Being Prayerful

“Whenever, in the course of the daily hunt, the hunter comes upon a scene that is strikingly beautiful, or sublime—a black thundercloud with the rainbow’s glowing arch above the mountain, a white waterfall in the heart of a green gorge, a vast prairie tinged with the blood-red of the sunset—he pauses for an instant in the attitude of worship. He sees no need for setting apart one day in seven as a holy day, because to him all days are God’s days.”

                                                            ~Charles Alexander Eastman (Ohiyesa)

                                                                                                          Santee Sioux

 Last week, Pastor Reggie spoke briefly about prayer, and prayerfulness. The subject has stayed with me, all week, but I wasn’t really sure how to organize my thoughts on the subject. It seemed somehow “incomplete” to go more into detail about our instructions from the Lord on how to pray, when the subject I really wanted to talk about was how to live with an attitude of prayer.

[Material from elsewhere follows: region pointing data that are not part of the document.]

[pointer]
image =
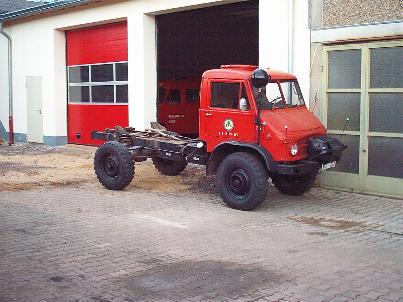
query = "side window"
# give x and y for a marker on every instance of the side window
(174, 96)
(161, 95)
(225, 95)
(245, 96)
(192, 96)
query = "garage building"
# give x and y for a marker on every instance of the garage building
(80, 66)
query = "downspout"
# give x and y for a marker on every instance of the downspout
(10, 86)
(290, 42)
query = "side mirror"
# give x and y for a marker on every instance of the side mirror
(243, 104)
(259, 78)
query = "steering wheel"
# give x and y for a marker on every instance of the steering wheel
(275, 101)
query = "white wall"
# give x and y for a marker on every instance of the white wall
(39, 50)
(275, 46)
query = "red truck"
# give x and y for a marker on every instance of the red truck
(178, 105)
(253, 125)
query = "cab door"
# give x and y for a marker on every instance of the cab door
(222, 119)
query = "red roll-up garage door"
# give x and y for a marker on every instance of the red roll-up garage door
(97, 80)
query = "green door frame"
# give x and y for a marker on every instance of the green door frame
(361, 182)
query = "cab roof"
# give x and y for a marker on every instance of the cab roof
(244, 72)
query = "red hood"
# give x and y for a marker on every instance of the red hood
(297, 119)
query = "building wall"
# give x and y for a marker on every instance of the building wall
(39, 50)
(347, 12)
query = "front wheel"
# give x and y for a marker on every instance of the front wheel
(242, 181)
(294, 185)
(114, 166)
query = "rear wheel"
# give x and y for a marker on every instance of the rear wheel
(114, 165)
(294, 185)
(242, 181)
(169, 167)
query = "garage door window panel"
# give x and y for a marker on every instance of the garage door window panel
(122, 95)
(79, 74)
(102, 73)
(193, 96)
(79, 94)
(121, 72)
(103, 94)
(98, 83)
(174, 96)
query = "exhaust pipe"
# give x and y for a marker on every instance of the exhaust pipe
(10, 87)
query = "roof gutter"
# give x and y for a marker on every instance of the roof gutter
(39, 9)
(10, 86)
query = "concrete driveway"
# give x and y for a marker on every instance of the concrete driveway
(80, 242)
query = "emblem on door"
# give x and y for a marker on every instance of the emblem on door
(228, 124)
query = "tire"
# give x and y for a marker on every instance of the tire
(114, 165)
(242, 181)
(169, 167)
(294, 185)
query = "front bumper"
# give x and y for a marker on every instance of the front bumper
(299, 168)
(321, 150)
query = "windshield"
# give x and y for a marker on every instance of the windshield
(279, 95)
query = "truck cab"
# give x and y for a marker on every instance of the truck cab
(178, 105)
(274, 116)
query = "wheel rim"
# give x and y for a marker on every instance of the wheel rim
(238, 182)
(111, 165)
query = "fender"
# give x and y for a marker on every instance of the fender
(226, 147)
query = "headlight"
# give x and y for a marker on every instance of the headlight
(294, 149)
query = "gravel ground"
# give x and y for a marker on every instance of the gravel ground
(27, 166)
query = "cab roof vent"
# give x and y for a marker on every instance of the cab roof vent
(240, 67)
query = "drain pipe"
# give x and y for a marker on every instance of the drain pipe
(10, 86)
(290, 42)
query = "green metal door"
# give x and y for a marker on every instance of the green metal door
(364, 109)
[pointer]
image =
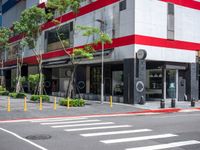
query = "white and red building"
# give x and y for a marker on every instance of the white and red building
(167, 30)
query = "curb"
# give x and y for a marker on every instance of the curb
(142, 112)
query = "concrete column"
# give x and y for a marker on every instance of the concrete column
(134, 80)
(192, 82)
(87, 79)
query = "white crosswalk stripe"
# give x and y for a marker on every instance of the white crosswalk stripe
(165, 146)
(78, 125)
(115, 132)
(83, 123)
(98, 128)
(112, 141)
(56, 119)
(69, 122)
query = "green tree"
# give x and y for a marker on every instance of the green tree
(77, 54)
(5, 34)
(30, 25)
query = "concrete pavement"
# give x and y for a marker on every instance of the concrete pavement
(91, 108)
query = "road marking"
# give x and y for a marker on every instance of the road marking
(70, 122)
(164, 146)
(56, 119)
(98, 128)
(85, 124)
(21, 138)
(114, 132)
(138, 138)
(174, 116)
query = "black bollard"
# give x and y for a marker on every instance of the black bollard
(142, 100)
(162, 103)
(193, 102)
(173, 103)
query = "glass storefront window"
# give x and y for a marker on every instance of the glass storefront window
(117, 82)
(95, 80)
(154, 84)
(65, 32)
(171, 83)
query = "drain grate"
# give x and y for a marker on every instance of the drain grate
(38, 137)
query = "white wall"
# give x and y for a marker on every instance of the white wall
(151, 18)
(13, 14)
(168, 54)
(30, 3)
(187, 24)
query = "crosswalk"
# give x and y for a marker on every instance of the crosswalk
(106, 132)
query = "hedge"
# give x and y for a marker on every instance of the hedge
(17, 95)
(72, 102)
(45, 98)
(2, 88)
(4, 93)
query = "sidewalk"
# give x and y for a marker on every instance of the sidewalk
(91, 108)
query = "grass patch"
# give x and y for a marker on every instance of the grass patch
(36, 98)
(72, 102)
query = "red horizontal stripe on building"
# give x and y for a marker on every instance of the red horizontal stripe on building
(69, 16)
(123, 41)
(41, 5)
(185, 3)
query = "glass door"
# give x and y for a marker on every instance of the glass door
(171, 84)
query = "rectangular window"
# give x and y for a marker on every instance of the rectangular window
(52, 40)
(122, 5)
(170, 21)
(95, 80)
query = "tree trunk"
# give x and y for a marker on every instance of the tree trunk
(41, 77)
(71, 88)
(18, 84)
(2, 77)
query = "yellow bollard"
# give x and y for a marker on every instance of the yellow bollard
(110, 101)
(40, 103)
(68, 103)
(25, 104)
(8, 105)
(54, 106)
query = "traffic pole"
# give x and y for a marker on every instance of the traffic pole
(8, 105)
(40, 103)
(25, 105)
(110, 101)
(54, 106)
(68, 103)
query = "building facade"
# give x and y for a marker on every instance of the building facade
(154, 54)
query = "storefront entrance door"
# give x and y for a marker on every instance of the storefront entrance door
(171, 86)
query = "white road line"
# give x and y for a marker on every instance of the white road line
(21, 138)
(141, 138)
(115, 132)
(98, 128)
(56, 119)
(69, 122)
(85, 124)
(164, 146)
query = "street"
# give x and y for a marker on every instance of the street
(174, 131)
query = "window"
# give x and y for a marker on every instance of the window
(52, 40)
(122, 5)
(95, 80)
(170, 21)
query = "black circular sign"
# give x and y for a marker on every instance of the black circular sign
(140, 86)
(141, 54)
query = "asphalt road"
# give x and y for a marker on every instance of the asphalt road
(176, 131)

It is something that I strive for (often successfully) in my own life, but I wasn’t sure I could explain how it is done. And then I read the quotation from Ohiyesa.

Clearly, the Native Americans were not Christians. They were, for the most part however, very spiritual in the sense that they recognized all things as being a gift from God. This is something that I have touched on in the past, although not directly (“GOD MADE THE BROWNIES,” from an earlier post, comes to mind here), but there’s more to it than just the material things that He has provided each of us in our own lives as individuals. How many things has God provided, that we take for granted?


Last night’s rain?

Breakfast this morning, and the coffee that is keeping me from doing a face-plant into this keyboard?

How about the air we breathe, the trees and green plants that keep that air clean, and the outrageously creative and complex system of sun/water/land that keeps the air moving across the earth?

When was the last time you stood in your driveway, watching dusk turn from red-gold to indigo, and just thanked God for the beauty of that few minutes of the day?

It is a tough thing to do. We get wrapped up in our daily routines, we get distracted by the needs of the day, our families, our pets… the oil in the car needs changing. The laundry needs done (that reminds me…).

Did you thank God for the companionship of a good dog, or cat? Or did you stop for a moment and consider the way that your oil came to be? Did you thank God for your wife/husband/mother/father/children? I don’t mean to ask if you said, “God, thank You for my blessings, for my family, for…” in the same manner that we say grace over dinner. I catch myself doing it all the time, trying to knock out the “routine” parts of my devotional time—like thanking God for the blessings that are always there—so that I can get to the meat of my prayer time. Stuff like the check that serendipitously appeared in my mailbox, or the rash going away (don’t ask), or just to ask Him for more stuff.

All that stuff is cool, and we should be thankful for it. But that oxygen stuff? Well, it’s a pretty big deal too.

Do me a favor, and try this exercise. Sit down in a somewhat quiet place (to those of you with toddlers, try… I got nothin’. Good luck) and make a list of the things that you have for which you can be thankful. Shoot for a minimum of ten, but don’t stop until the pencil is too short to hold on to. Remember that no blessing is too small (do you throw away a card from your child, because there is no Lamborghini inside?) and none too large (because honestly, if there was a Lamborghini involved I’d keep it). Every night, or whenever you do your devotional time, pull out that list, pick two or three items, and make a special effort to recognize those blessings, and to thank the Lord for the love He has shown by giving these things to us. Recognize the fact that everything is a blessing, starting with your conception, and ending in this very moment, as you sit there reading this blog (which may or may not be a blessing, depending on your personal feelings about me).

God loves us all. God provides for us even when we think He has forgotten us completely. In our most corrupt moments, we still breathe and laugh and feel… Sunday is a day to worship with the brothers and sisters.

Every day is a day to worship the Lord.

I thank God for all of you. Be well, be blessed, and I’ll see you again, soon.